Skagit County, Washington, has agreed to settle potential violations of the Health Insurance Portability and Accountability Act of 1996 (HIPAA) Privacy, Security, and Breach Notification Rules. Skagit County agreed to a $215,000 monetary settlement and to work closely with the Department of Health and Human Services (HHS) to correct deficiencies in its HIPAA compliance program. Skagit County is located in Northwest Washington, and is home to approximately 118,000 residents. The Skagit County Public Health Department provides essential services to many individuals who would otherwise not be able to afford health care. Emphasis mine
Note: The following paragraph was omitted from the emailed HHS release but appears on the HHS web site.
“This case marks the first settlement with a county government and sends a strong message about the importance of HIPAA compliance to local and county governments, regardless of size,” said Susan McAndrew, deputy director of health information privacy at the HHS Office for Civil Rights (OCR). “These agencies need to adopt a meaningful compliance program to ensure the privacy and security of patients’ information.”
OCR opened an investigation of Skagit County upon receiving a breach report that money receipts with electronic protected health information (ePHI) of seven individuals were accessed by unknown parties after the ePHI had been inadvertently moved to a publicly accessible server maintained by the County. OCR's investigation revealed a broader exposure of protected health information involved in the incident, which included the ePHI of 1,581 individuals. Many of the accessible files involved sensitive information, including protected health information concerning the testing and treatment of infectious diseases. OCR's investigation further uncovered general and widespread non-compliance by Skagit County with the HIPAA Privacy, Security, and Breach Notification Rules.
Skagit County continues to cooperate with OCR through a corrective action plan to ensure it has in place written policies and procedures, documentation requirements, training, and other measures to comply with the HIPAA Rules. This corrective action plan also requires Skagit County to provide regular status reports to OCR.
- (a) A rural county with only "approximately 118,000 residents" (Release paragraph 1) How many of those residents are children? How many non-working spouses? How many under or unemployed? How many on welfare or other public assistance? How many in prison? (The county's demographics for 2012 are available at http://quickfacts.census.gov/qfd/states/53/53057.html.)
(b) "The Skagit County Public Health Department provides essential services to many individuals who would otherwise not be able to afford health care." (Release paragraph 1).
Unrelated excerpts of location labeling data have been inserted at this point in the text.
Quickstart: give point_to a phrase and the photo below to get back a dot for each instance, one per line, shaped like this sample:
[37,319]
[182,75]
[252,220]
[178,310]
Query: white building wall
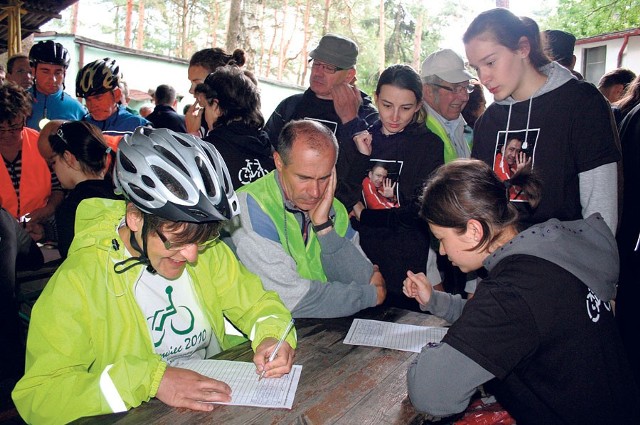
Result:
[146,73]
[630,57]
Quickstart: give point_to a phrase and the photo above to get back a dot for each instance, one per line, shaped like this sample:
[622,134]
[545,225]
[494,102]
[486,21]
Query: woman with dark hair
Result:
[203,63]
[396,239]
[234,123]
[539,332]
[631,98]
[566,122]
[80,157]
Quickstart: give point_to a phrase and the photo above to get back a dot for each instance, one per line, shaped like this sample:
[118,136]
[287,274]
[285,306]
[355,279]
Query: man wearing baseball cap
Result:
[333,100]
[446,88]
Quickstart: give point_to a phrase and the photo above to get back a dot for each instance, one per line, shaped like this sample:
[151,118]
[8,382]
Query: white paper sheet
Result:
[245,387]
[397,336]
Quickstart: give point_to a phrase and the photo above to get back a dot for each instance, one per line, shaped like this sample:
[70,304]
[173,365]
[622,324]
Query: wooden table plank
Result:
[340,383]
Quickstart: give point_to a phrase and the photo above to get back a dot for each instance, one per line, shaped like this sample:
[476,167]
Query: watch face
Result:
[43,122]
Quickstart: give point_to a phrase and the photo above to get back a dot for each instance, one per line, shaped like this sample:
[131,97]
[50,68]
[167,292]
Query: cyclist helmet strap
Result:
[142,259]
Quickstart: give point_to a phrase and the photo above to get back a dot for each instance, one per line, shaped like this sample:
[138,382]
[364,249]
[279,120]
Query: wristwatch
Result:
[322,226]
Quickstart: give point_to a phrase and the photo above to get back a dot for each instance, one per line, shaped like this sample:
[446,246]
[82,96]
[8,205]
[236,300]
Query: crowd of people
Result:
[515,222]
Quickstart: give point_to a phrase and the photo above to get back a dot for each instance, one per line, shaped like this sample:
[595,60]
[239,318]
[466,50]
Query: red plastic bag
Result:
[485,411]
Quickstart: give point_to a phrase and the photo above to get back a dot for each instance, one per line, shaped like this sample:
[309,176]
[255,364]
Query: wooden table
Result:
[340,384]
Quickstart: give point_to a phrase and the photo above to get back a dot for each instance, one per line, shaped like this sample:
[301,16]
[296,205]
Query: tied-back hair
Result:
[631,97]
[237,95]
[404,77]
[213,58]
[468,189]
[86,143]
[506,29]
[15,102]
The median household income in the county waas $56,475 (roughtly $3,00 less than the state median income)) and there were, during the same 2008-2012 period, 12.6% population below the poverty level. (Source: County demographics, ibid.)
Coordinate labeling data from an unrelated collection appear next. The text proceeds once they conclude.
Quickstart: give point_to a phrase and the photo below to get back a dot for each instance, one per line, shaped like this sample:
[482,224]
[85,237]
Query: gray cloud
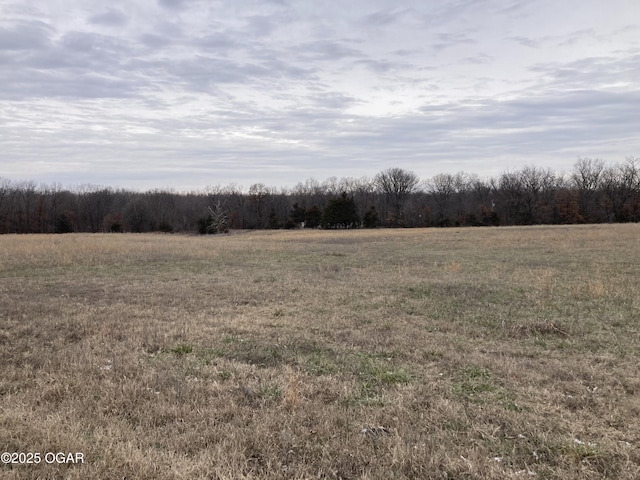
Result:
[110,18]
[185,93]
HHS now adds another $215,000 burden on the taxpayers as a penalty for lacking proper data security. Add to the penalty the costs of upgading the county's data security practices to comply with HIPAA. The HHS fails to even estimate that cost.
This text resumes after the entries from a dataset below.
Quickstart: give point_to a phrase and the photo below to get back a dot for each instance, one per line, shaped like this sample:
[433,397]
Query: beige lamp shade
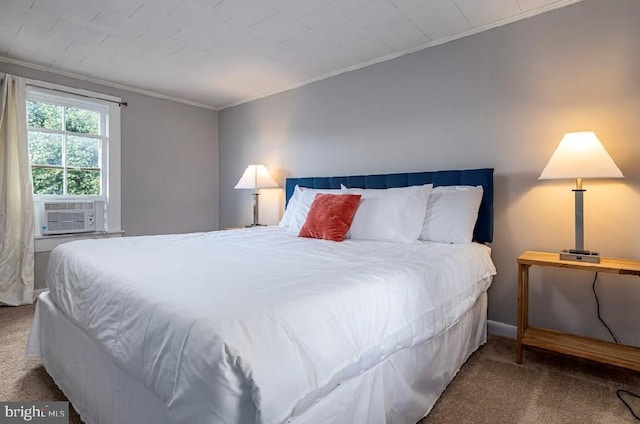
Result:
[580,155]
[256,177]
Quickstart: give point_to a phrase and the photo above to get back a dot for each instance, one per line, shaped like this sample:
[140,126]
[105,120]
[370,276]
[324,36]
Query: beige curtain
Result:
[16,197]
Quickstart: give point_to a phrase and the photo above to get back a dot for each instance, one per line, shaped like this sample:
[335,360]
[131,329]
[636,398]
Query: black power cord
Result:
[598,309]
[619,392]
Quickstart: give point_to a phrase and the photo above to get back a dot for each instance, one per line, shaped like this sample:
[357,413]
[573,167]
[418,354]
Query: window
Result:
[74,147]
[66,143]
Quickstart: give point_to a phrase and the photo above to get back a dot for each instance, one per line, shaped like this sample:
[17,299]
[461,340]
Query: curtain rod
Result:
[119,103]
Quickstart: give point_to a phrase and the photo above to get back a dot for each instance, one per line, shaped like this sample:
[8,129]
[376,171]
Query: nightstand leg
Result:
[523,307]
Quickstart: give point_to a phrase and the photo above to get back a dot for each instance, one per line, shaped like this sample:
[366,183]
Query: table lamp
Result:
[256,177]
[580,155]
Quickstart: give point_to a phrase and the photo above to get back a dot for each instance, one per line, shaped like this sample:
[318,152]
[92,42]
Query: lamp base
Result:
[580,256]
While protecting patient records is proper and investigating security breaches is well within HHA's purview, my question to HHS is: How does fining Skagit County $215,000 improve the county's data security?
Had HHS come in and shown the county (1) that there was a breach of security and (2) had HHS experts tell the county how to close those security gaps, then HHS would have done its job to the benefit of all concerned. If it charged the county a fee for services rendered, that, too, would have been in order.
However, HHS makes no claim that it did either. The PR release does state that Skagit County continues to cooperate with OCR through a corrective action plan to ensure it has in place written policies and procedures, documentation requirements, training, and other measures to comply with the HIPAA Rules. This corrective action plan also requires Skagit County to provide regular status reports to OCR.
I'm confident that the county has insurance to cover at least part of the HHS penalty, but because insurance companies are in business to make money, I'm eqqually confident that the county will have increased insurance premiums for the next several years.
- Skagit County must pay the U.S. government $215,000 from a limited budget to satisfy an HHS penalty and then
- Skagit County must pay to determine how to improve data security to HHS' Office of Civil Rights basic requirements and pay to implement those changes.
HHS penalties would seem to be a revenue generator for the federal agency.
In the end, the Skagit County taxpayer is stuck - twice.